В самом городе будто бы кто-то с моста метнул острогу в большую щуку, попал и сгоряча бросился в воду, но щука ушла с острогой.

В полумраке Думнов, один из тех, что с Петром думу думали, в сторонке от всех по мелкому месту тащит огромную сваю, рушит ее с воды на край льда и перебирается на лед. Он заметил, что из-подо льда время от времени показывается чудовищная голова…

Видело, как Думнов наметился, да так и остался с поднятой острогой; оказалось, побоялся ударить, – щука могла утащить его под лед.

На берегу и ругались и смеялись, а Думнов требует себе самогонки, выпивает бутылку зараз, ждет…

И вдруг сомнения о думновской щуке окончились, – все видели, как показалась из-подо льда и вернулась назад огромная голова. Думнов требует вторую бутылку.

После второй бутылки показывается та чудовищная голова. Думнов ударил – правильно: пришил щуку ко дну.
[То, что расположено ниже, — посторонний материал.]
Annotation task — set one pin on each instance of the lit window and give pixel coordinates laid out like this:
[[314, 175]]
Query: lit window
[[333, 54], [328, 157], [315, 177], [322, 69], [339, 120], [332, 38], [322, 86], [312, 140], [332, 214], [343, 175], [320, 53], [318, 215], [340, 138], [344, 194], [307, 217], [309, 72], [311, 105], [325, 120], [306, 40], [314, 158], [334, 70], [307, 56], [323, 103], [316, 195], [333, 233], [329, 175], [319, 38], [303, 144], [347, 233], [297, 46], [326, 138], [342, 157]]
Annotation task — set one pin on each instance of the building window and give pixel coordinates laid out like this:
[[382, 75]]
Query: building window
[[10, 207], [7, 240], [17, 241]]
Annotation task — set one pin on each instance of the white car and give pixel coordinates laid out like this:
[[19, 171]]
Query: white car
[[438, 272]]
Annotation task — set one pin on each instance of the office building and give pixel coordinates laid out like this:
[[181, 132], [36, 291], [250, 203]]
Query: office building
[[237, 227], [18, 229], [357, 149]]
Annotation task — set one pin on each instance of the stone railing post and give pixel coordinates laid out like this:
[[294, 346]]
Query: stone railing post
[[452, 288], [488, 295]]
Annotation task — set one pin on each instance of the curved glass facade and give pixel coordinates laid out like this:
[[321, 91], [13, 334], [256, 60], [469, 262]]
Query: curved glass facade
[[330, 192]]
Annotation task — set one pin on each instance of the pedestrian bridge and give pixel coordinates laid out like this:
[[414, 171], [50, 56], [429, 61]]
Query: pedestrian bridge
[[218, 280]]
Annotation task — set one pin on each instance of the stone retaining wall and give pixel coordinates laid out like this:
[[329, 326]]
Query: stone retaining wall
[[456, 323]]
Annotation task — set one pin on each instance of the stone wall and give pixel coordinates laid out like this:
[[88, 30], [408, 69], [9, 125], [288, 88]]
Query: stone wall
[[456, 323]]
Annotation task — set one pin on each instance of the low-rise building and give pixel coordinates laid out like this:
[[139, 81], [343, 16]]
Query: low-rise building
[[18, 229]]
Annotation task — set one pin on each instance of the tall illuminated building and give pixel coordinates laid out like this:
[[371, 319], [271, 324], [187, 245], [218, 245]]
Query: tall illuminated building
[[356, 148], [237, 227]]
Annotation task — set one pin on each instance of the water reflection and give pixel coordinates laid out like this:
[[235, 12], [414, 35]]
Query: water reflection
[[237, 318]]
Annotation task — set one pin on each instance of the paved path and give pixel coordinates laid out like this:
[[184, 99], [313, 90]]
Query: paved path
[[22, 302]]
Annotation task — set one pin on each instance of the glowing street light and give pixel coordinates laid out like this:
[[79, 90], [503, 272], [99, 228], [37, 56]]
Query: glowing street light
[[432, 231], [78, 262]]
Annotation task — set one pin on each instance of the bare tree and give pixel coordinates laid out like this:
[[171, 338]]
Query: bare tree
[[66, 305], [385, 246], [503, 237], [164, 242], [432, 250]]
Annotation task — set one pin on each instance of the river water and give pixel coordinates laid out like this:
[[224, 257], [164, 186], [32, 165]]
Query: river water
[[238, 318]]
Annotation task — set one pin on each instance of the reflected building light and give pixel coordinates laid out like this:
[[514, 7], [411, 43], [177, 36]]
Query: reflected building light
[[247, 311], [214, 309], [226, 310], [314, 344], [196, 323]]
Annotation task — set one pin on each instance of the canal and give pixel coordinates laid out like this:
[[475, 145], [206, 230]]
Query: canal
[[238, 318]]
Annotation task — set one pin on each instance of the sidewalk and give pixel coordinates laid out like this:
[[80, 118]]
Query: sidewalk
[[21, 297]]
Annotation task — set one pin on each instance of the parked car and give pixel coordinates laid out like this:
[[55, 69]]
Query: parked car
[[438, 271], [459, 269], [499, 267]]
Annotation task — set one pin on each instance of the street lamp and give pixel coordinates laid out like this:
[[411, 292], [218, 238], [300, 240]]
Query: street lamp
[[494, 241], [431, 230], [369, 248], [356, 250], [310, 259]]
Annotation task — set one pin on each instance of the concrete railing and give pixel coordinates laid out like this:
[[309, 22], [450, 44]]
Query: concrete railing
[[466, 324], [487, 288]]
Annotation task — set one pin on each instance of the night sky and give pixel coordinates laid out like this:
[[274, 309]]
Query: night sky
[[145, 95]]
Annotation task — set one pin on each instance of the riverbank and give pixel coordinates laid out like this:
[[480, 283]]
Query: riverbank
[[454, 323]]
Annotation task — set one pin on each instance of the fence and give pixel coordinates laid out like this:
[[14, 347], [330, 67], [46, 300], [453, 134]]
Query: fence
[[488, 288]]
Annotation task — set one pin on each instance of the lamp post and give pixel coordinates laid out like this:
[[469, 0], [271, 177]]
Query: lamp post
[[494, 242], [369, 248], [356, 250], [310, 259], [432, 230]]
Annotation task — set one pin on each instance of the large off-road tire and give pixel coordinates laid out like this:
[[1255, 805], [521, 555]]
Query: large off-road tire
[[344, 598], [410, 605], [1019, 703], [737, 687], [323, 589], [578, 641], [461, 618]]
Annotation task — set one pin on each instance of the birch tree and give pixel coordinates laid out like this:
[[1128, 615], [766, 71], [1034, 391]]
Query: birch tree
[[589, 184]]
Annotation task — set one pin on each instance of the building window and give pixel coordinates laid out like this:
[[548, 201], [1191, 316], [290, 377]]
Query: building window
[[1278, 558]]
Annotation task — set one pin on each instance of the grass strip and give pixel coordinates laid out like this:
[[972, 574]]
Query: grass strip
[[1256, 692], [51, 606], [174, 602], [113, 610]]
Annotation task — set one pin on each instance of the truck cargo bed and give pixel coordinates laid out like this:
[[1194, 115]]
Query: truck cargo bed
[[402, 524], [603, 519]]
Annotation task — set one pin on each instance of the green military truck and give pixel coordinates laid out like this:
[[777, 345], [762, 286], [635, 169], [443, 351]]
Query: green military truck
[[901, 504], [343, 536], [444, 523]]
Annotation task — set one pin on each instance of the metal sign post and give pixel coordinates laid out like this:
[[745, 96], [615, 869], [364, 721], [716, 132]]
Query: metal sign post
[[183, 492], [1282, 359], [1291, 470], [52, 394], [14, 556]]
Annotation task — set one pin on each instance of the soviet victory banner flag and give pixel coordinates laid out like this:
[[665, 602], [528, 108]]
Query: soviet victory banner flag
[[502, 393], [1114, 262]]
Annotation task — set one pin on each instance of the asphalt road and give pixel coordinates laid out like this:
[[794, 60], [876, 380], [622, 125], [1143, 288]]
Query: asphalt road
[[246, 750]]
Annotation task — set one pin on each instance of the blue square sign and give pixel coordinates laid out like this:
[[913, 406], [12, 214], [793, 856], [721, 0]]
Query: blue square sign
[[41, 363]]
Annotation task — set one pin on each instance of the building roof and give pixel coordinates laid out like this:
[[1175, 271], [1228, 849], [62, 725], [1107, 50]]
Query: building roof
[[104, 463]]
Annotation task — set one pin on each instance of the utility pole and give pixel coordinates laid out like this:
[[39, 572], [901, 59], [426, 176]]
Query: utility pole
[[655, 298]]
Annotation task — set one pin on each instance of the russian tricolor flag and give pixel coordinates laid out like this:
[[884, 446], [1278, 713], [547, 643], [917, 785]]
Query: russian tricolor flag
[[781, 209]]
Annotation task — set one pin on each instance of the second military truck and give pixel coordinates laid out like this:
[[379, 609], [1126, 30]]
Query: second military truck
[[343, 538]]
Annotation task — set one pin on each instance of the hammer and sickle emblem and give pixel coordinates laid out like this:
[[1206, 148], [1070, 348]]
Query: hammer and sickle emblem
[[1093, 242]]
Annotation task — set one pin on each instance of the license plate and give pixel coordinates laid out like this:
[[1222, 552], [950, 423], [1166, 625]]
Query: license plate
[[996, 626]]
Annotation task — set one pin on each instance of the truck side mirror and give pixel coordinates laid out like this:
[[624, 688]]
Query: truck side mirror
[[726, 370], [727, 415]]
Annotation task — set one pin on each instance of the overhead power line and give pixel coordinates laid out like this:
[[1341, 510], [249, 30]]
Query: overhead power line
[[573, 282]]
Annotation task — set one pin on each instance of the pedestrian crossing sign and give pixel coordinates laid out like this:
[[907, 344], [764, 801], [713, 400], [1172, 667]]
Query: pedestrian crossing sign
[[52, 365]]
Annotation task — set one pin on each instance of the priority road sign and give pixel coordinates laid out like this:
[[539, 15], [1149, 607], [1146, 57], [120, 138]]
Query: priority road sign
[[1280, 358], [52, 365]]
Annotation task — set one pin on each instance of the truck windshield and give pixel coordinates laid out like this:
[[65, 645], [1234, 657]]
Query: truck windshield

Но что теперь делать дальше, если от длинной остроги над водой остался только очень маленький кончик? Такую щуку нельзя достать на остроге, а руками не дотянешься, – как быть? Думнов не плохо сделал, что выпил две бутылки самогонки, теперь ему по колено море: спускается в ледяную воду, становится ногами на щуку, скрывается совсем под водой, там впивается пальцами в щучьи глаза, показывается снова из-под воды, волочит к берегу свою добычу. Все видят: огромная щука и с нею молочник фунтов на десять.

Думнов бросает щуку в яму, и тут вдруг она оживает, и вот она какая: метнула хвостом, и молочник фунтов на десять отлетел от нее шагов на пятьдесят.

Думнов кушак продевает под жабры, подвешивает так, что щучья голова у него вровень с затылком, а хвост волочится по земле. Идет в деревню, собираются бабы, вся деревня сбегается, и везде молва: Думнов щуку убил и еле-еле донес.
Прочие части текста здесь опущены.